El objetivo fundamental de dicho seguimiento es evitar sus posibles complicaciones: sinequias, cataratas, glaucoma, queratopatía en banda, edema macular quístico y disminución de la agudeza visual. Si aparece uveítis, se deberá iniciar tratamiento específico de forma precoz y conjunta entre oftalmólogos y reumatólogos pediátricos(13).

Otra complicación mucho menos frecuente, pero grave y potencialmente mortal es el síndrome de activación del macrófago (SAM), que aparece, sobre todo, en los casos de AIJ sistémica. El SAM es un término utilizado para describir al grupo de linfohistiocitosis hemofagocíticas secundarias a enfermedades reumáticas.
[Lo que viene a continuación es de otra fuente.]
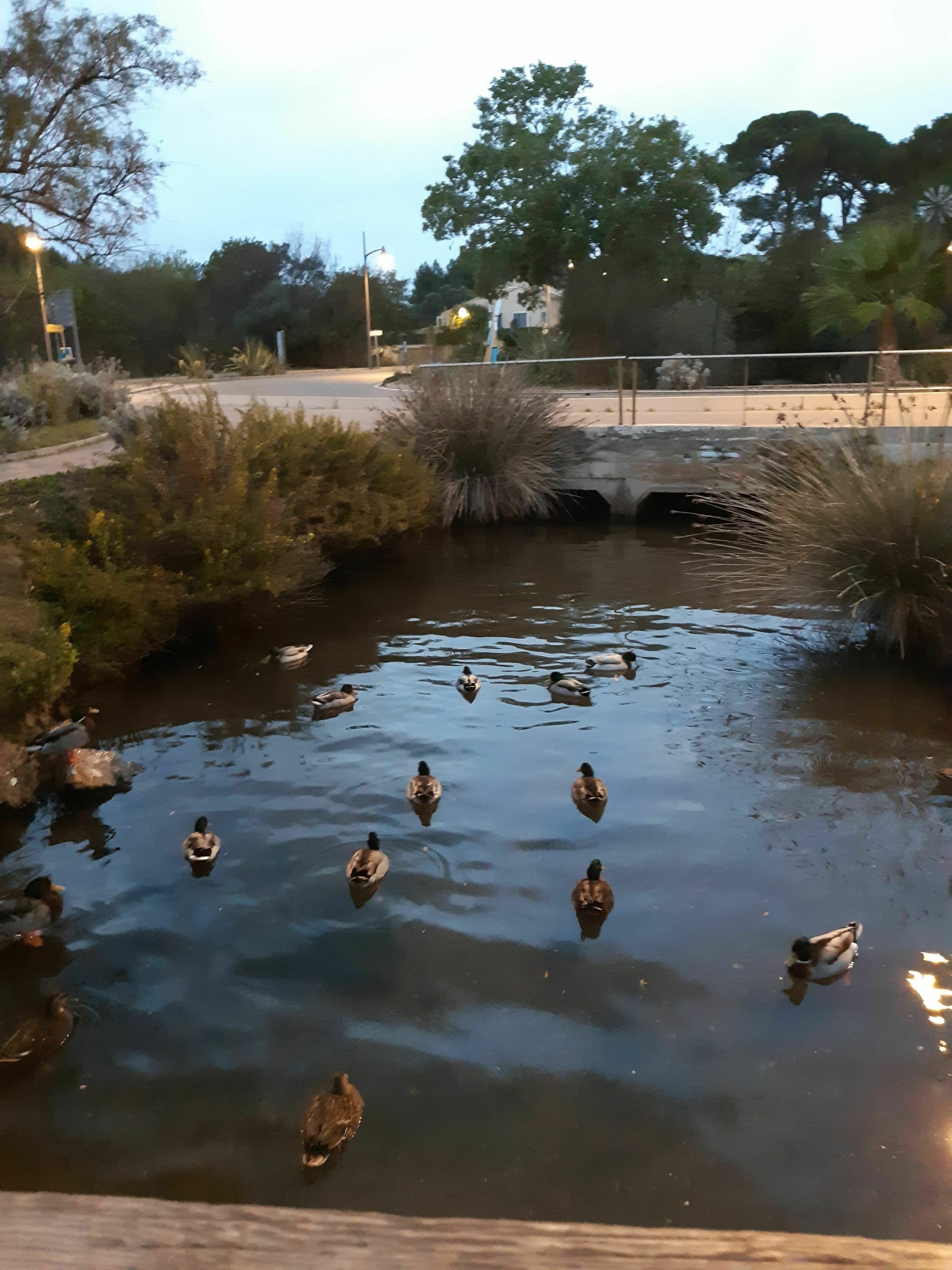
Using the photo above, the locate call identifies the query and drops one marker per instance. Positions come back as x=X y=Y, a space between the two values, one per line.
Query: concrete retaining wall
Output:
x=625 y=465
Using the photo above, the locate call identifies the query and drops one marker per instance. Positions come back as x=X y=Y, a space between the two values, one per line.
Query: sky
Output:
x=328 y=120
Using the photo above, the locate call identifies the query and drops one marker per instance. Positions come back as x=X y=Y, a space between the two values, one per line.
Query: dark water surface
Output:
x=654 y=1076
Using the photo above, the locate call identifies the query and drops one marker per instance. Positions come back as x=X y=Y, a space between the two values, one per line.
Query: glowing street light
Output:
x=386 y=265
x=33 y=243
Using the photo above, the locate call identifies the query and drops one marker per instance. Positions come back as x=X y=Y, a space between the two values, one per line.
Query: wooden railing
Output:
x=106 y=1232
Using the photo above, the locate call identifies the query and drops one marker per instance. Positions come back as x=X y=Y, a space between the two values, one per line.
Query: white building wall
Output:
x=546 y=312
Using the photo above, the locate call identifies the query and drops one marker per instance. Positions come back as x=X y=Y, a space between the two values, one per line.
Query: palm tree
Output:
x=936 y=205
x=879 y=275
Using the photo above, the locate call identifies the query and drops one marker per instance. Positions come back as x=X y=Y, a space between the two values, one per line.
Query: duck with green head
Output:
x=27 y=913
x=592 y=896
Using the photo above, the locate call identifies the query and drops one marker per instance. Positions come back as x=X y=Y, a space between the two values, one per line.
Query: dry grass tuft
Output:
x=829 y=521
x=497 y=446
Puede aparecer en un 10% de pacientes con AIJ sistémica y, de forma subclínica, en hasta un 30-40% de casos e incluso puede ser su primera manifestación de una AIJ sistémica y aparecer en forma de recidivas. También, se han descrito casos de SAM secundarios a lupus eritematoso sistémico, enfermedad de Kawasaki y síndromes de fiebre periódica(14). Se caracteriza por una activación y proliferación descontrolada de linfocitos T y macrófagos que sintetizan de forma masiva citoquinas proinflamatorias, cuyo resultado es la llamada “tormenta citoquímica” responsable de sus alteraciones clínicas y analíticas.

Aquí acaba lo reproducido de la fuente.